Employee acknowledges that from time to time, Employer may establish, maintain
and distribute employee manuals or handbooks or personnel policy manuals, and
officers or other representatives of Employer may make written or oral
statements relating to personnel policies and procedures. Such manuals,
handbooks and statements are intended only for general guidance.
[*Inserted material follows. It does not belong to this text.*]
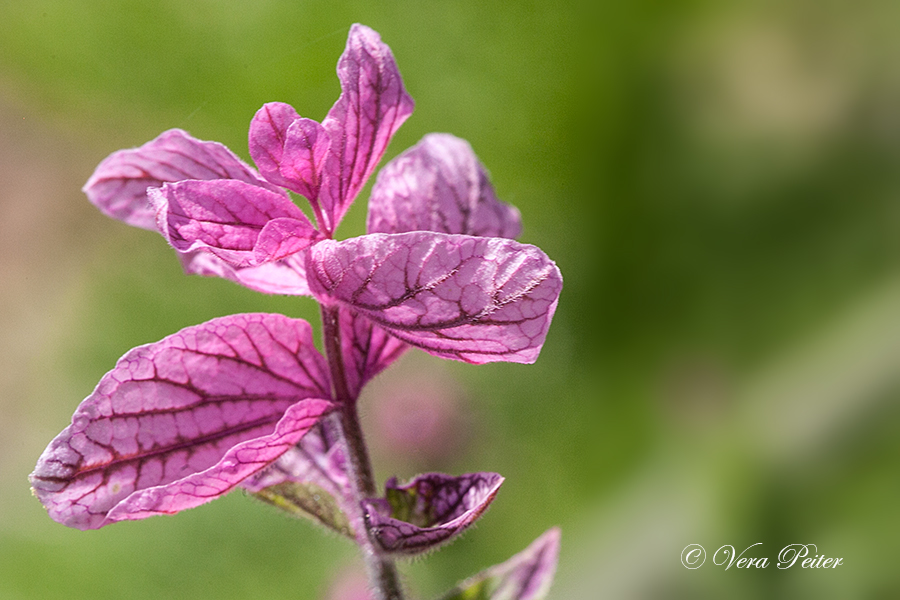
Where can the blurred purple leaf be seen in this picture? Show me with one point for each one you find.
(526, 576)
No policies,
procedures or statements of any nature by or on behalf of Employer (whether
written or oral, and whether or not contained in any employee manual or handbook
or personnel policy manual), and no acts or practices of any nature, shall be
construed to modify this Agreement or to create express or implied obligations
of any nature to Employee.

(c)  

All of the terms and provisions of this Agreement shall be binding upon and
inure to the benefit of and be enforceable by the respective heirs, executors,
administrators, legal representatives, successors and assigns of the parties
hereto, except that the duties and responsibilities of Employee hereunder are of
a personal nature and shall not be assignable or delegatable in whole or in part
by Employee.

    10.        Severability. If any provision of this Agreement or application
thereof to anyone or under any circumstances is adjudicated to be invalid or
unenforceable in any jurisdiction, such invalidity or unenforceability shall not
affect any other provision or application of this Agreement which can be given
effect without the invalid or unenforceable provision or application and shall
not invalidate or render unenforceable such provision or application in any
other jurisdiction.

    11.        Remedies Cumulative: No Waiver. No remedy conferred upon Employer
by this Agreement is intended to be exclusive of any other remedy, and each and
every such remedy shall be cumulative and shall be in addition to any other
remedy given hereunder or now or hereafter existing at law or in equity. No
delay or omission by Employer in exercising any right, remedy or power hereunder
or existing at law or in equity shall be construed as a waiver thereof, and any
such right, remedy or power may be exercised by Employer from time to time and
as often as may be deemed expedient or necessary by Employer in its sole
discretion.

        IN WITNESS WHEREOF, the undersigned have executed this Agreement as of
the date first above written.

Attest:     INKINE PHARMACEUTICAL COMPANY, INC.               /s/ Robert F.
Apple        By: /s/ Leonard S. Jacob       CFO     Leonard S. Jacob, M.D.,
Ph.D.         Chairman and CEO                          /s/ Martin Rose, M.D.,
J.D.                  Martin Rose, M.D., J.D.